He started blogging about sports, applying his expertise on forces, posture, and repetition to what professional baseball players do. Among other topics, he wrote about how the introduction of a pitch clock would put major-league pitchers at higher risk of injury.
“I ended up getting a pretty significant social media presence,” he said.
Sports sites and publications such as Fangraphs and The Athletic approached him about becoming a freelance writer. That led to an article in Sports Illustrated.
Then came a call from Craig Breslow, assistant general manager of the Chicago Cubs and a former Major League Baseball pitcher himself.
Breslow brought Sonne in for a team education seminar. Afterwards the two men exchanged texts about a possible role with the club.

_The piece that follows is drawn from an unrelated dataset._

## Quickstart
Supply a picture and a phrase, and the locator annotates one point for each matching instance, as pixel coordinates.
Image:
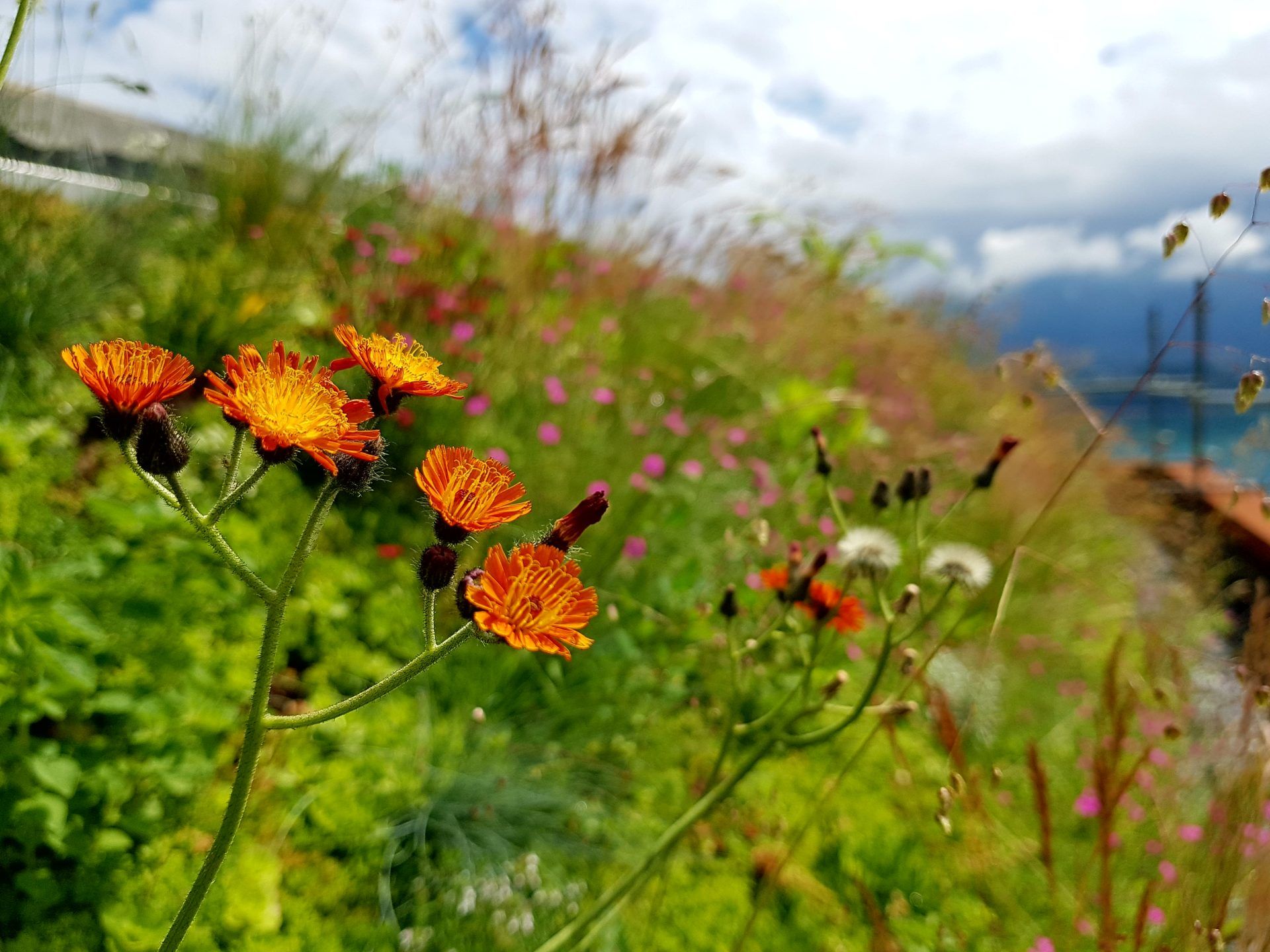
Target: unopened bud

They inked a deal in October.
Sonne spends some time at Wrigley Field each month, but spends most of his time on the road, visiting farm teams in Iowa, Tennessee, and South Carolina.
Hamilton, where Sonne is a player-coach with the Steel City Inclusive Softball Association, will remain his home base.
His parents, Patsy and Brian, still live in Windsor, a place he called home from the time he was seven.
Like when he was a boy, he revels in the magnificence of the game.
“I’m always amazed when I watch a pitcher throw,” he said. “They are so outside normal human function…. It’s a beautiful celebration of what can go right with the human body.”